Erzählcafé Redefluss

Damit niemand das Reden vergisst

Frau mit aufgeschlagenem Buch blickt in die Kamera

Sein Blick ist vom Vorübergehn der Stäbe 
so müd geworden, dass er nichts mehr hält. 

Ihm ist, als ob es tausend Stäbe gäbe 
und hinter tausend Stäben keine Welt. 

 

Die Einsamkeit kann ein Käfig sein, wie ihn Rilke ihn in seinem Gedicht „Der Panther“ beschreibt. Wer einsam ist, blickt vielleicht in eine bedrückende Leere. Wer einsam ist, hat möglicherweise den Zugang zur Welt verloren. Georgina Manfredi holt die Einsamkeit aus dem Käfig, bringt Leben in die Bude und alle zusammen: Zum Erzählcafé „Redefluss“ lädt der Verein Refugio alle aus dem Viertel, die wollen in die Färberei ein, um bei Kaffee und Kuchen ins Gespräch zu kommen. Als Eingangsthema gibt es einen literarischen Anstoß – zum Beispiel das Gedicht von Rilke, das so viele Interpretationen zulässt. Auf diese Weise lernen sich Menschen kennen, die manchmal vergessen zu reden, die sonst nur den Fernseher hören, deren Partner gestorben sind und eine große Lücke hinterlassen haben.
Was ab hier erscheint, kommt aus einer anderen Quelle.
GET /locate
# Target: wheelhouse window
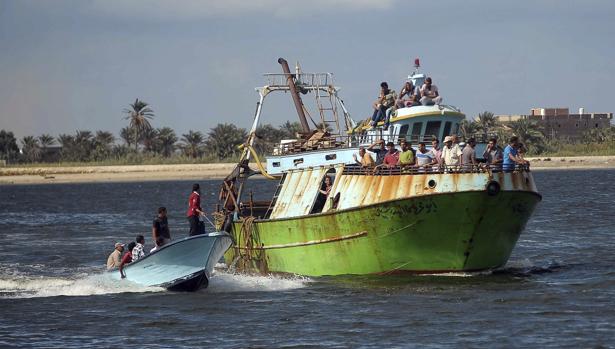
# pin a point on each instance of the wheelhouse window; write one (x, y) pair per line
(432, 129)
(447, 129)
(416, 131)
(403, 131)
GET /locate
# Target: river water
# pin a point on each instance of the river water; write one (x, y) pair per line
(557, 290)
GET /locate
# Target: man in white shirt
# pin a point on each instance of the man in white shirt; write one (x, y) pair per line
(137, 251)
(114, 259)
(450, 153)
(429, 93)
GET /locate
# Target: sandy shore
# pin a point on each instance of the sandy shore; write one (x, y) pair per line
(130, 173)
(138, 173)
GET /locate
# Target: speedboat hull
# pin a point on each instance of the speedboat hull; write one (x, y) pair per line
(182, 265)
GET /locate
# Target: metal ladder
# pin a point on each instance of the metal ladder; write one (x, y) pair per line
(327, 106)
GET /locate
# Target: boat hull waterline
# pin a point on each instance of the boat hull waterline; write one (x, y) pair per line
(444, 232)
(182, 265)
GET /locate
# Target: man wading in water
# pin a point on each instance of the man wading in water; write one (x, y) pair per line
(194, 211)
(160, 227)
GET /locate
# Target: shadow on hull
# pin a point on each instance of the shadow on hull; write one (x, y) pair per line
(191, 285)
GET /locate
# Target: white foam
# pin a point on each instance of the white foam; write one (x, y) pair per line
(97, 284)
(223, 282)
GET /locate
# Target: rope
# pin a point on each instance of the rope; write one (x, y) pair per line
(248, 254)
(219, 218)
(258, 161)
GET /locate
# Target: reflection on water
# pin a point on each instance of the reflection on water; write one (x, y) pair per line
(558, 288)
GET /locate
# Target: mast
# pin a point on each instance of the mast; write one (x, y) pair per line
(296, 98)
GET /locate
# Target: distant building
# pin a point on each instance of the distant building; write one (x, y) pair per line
(559, 123)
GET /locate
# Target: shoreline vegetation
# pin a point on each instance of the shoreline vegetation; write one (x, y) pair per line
(87, 173)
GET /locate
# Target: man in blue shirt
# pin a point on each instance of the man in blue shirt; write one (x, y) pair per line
(510, 155)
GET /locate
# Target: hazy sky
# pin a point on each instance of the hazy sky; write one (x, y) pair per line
(69, 65)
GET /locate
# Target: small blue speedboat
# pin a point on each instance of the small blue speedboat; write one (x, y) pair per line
(182, 265)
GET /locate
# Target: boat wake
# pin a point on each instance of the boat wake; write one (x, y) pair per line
(521, 268)
(224, 282)
(85, 285)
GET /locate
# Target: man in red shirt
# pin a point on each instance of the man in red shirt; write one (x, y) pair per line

Menschen, die mit jedem Montag, an dem sie das Erzählcafé besuchen, ein bisschen mehr aufhören, einsam zu sein. 

 

Auch in den anderen Bereichen unterstützt der Verein Refugio alle, die Veränderung wollen, aber noch nicht wissen, wie Veränderung möglich sein soll: Der Verein ist da, wenn jemand körperliche, seelische oder sexuelle Gewalt erfährt, berät anonym und kostenlos. Mit „gemeinsam statt einsam“ bietet der Verein Ausflüge an, dann geht es ins Apollo Varieté oder TalTonTHEATER. „Wir schenken den Menschen ein ganz besonderes Erlebnis“, sagt Georgina Manfredi. Das war auch bei den Wupperfischen so: Ein Projekt, in dem Kinder schwimmen lernen konnten, ihr Seepferdchen machten, und in dem sogar zwei Schwimmtalente entdeckt und später gefördert wurden. Es gibt Selbsthilfegruppen für Männer und für Frauen, die es aus gewalttätigen Beziehungen geschafft haben und sich seit Jahren treffen. Politische Bildung ist auch ein Thema von Refugio, vor allem für Frauen: Sie sind oft Multiplikatorinnen, müssen ihre Rechte und die Demokratie aber erst kennenlernen, um sie als Werte weitergeben zu können. Und jetzt, kurz vor Weihnachten, geht Georgina Manfredi zum Supermarkt und fragt nach Tüten voller Lebensmitteln, die sie am Berliner Platz an Obdachlose verteilt. In die Schulen geht es außerdem, um dort Schoko-Nikoläuse zu verteilen – so zaubert der Verein Refugio auf viele Gesichter ein Lächeln. 

 

Seit dem Frühling gibt es das Erzählcafé Redefluss – es ist mittlerweile gewachsen, die Nachfrage ist hoch: Manchmal geht es sogar kontrovers zu, man muss nicht unbedingt einer Meinung sein, um ins Gespräch zu kommen. Die Gruppe wird immer größer, und mit ihr das Gefühl, dass Probleme hin und wieder wie Herausforderungen akzeptiert und angegangen werden können – was Georgina Manfredi sehr wichtig ist: „Keine Angst vor Neuem, vor Wachstum.“ Das Konzept hat Erfolg: Manche der Teilnehmer*innen verabreden sich privat außerhalb der Gruppe zu einem Kaffee, um im kleineren Kreis ein bisschen zu quatschen. 

 

Wer das Erzählcafé Redefluss besuchen und die Gruppe kennenlernen will, kann jeden ersten Montag im Monat in der Zeit zwischen 15 und 16.30 Uhr ins Café der Färberei kommen. Die Teilnahme ist kostenlos, eine Anmeldung ist nicht erforderlich.